The present study described for the first time three different clinical courses of patients with AD after hospital admission. The first clinical course (pre-ACLF) included patients who develop ACLF and has high probability of death. These patients are characterized by high-grade systemic inflammation. The second clinical course (unstable decompensated cirrhosis) included patients requiring frequent hospitalizations unrelated with ACLF, show low-grade systemic inflammation, but suffer characteristically from complications related to severe portal hypertension. They present lower risk of mortality than patients with pre-ACLF. Finally, the third clinical course (stable decompensated cirrhosis), included two-third of all patients admitted hospital with AD. They do not present severe systemic inflammation or frequent complications related with portal hypertension, rarely require hospital admission and present an extremely low 1-year mortality risk.

The objective of this study was to profile by Omics approaches the chronological relationship between the clinical course of decompensated cirrhosis and the changes in systemic inflammation, metabolic dysregulation, transcriptomics, lipidomics and markers of mitochondrial dysfunction.

The initial results indicate that acute decompensation in cirrhosis and the ACLF syndrome are part of the same disorder driven by systemic inflammation that leads to secondary mitochondrial dysfunction and metabolic dysregulation. The inflammatory markers of the entire PREDICT cohort have been measured (including all the time points of the study). The metabolomics and lipidomics data are already available from all patients at inclusion. The transcriptomic analysis of the patients is also well advanced.

The aims of the study are to better understand the role of microbiome and the gut-liver-axis interactome;) to identify and validate microbiome-based biomarkers and signatures for personalized prediction of decompensation and ACLF, and response to treatment; to design three new tests as easy-to-use tools and point-of-care, smartphone-connected nano-biosensors; and to validate them in a RCT.

So far, the foundations for the completion of the first objective were laid: In the MUCOSA-PREDICT cohort, we analysed the microbiome and the host using many omics techniques. The data are currently being analysed. The second objective is dependent on the final results of analysis ongoing. Still, important progress could be made during this funding period. Regarding the third objective, we use extensive cohorts and cover large parts of the world and many geographic regions of Europe, and we control for this important confounder. To reach the last objective, the protocol of the ALB-TRIAL is close to finalization, with a design to test the biomarker(s) that specifically predict treatment response to albumin.

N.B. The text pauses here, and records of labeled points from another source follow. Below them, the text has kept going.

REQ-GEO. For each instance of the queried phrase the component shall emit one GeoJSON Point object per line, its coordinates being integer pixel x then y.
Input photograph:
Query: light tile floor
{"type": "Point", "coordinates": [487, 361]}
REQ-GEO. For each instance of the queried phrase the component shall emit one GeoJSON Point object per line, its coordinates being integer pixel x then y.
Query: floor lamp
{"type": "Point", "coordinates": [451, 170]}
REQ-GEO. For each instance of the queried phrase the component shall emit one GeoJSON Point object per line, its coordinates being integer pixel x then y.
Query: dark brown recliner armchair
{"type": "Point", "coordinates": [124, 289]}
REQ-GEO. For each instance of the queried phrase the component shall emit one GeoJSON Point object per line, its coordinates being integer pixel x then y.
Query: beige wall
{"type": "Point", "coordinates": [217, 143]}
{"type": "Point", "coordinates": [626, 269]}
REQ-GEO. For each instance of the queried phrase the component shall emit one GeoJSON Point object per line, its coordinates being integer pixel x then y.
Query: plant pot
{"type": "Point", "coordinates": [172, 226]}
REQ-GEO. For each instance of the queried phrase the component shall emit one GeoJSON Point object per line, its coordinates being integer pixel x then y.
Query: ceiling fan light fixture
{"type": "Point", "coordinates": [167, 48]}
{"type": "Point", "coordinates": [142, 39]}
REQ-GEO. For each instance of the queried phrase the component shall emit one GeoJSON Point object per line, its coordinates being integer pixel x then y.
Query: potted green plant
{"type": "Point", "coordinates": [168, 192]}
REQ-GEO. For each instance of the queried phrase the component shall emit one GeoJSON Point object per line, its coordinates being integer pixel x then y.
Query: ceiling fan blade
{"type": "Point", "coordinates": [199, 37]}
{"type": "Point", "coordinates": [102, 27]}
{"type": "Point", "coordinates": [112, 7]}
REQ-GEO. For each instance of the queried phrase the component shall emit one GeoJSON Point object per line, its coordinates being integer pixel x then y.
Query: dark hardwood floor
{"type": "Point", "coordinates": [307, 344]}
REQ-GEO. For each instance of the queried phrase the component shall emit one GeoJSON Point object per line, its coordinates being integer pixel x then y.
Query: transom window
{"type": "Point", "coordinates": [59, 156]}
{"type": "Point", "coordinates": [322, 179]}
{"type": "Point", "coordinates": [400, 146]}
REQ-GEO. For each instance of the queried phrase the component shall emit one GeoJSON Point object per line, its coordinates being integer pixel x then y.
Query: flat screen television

Changes in serum protein glycosylation occur in several liver diseases and have been the basis for the development of diagnostic and prognostic biomarkers. The goal of this work was to assess if there is an association between changes in protein glycosylation and the severity of ACLF. A second goal was to study if these changes relate to outcome in patients with ACLF.

A pilot study has been started. The serum N-glycomic profile is analysed of specific subsets of patients with different degrees of ACLF and different outcomes. At this day, the glycomic profiles have been analysed. The interpretation of the data and statistical analysis is ongoing.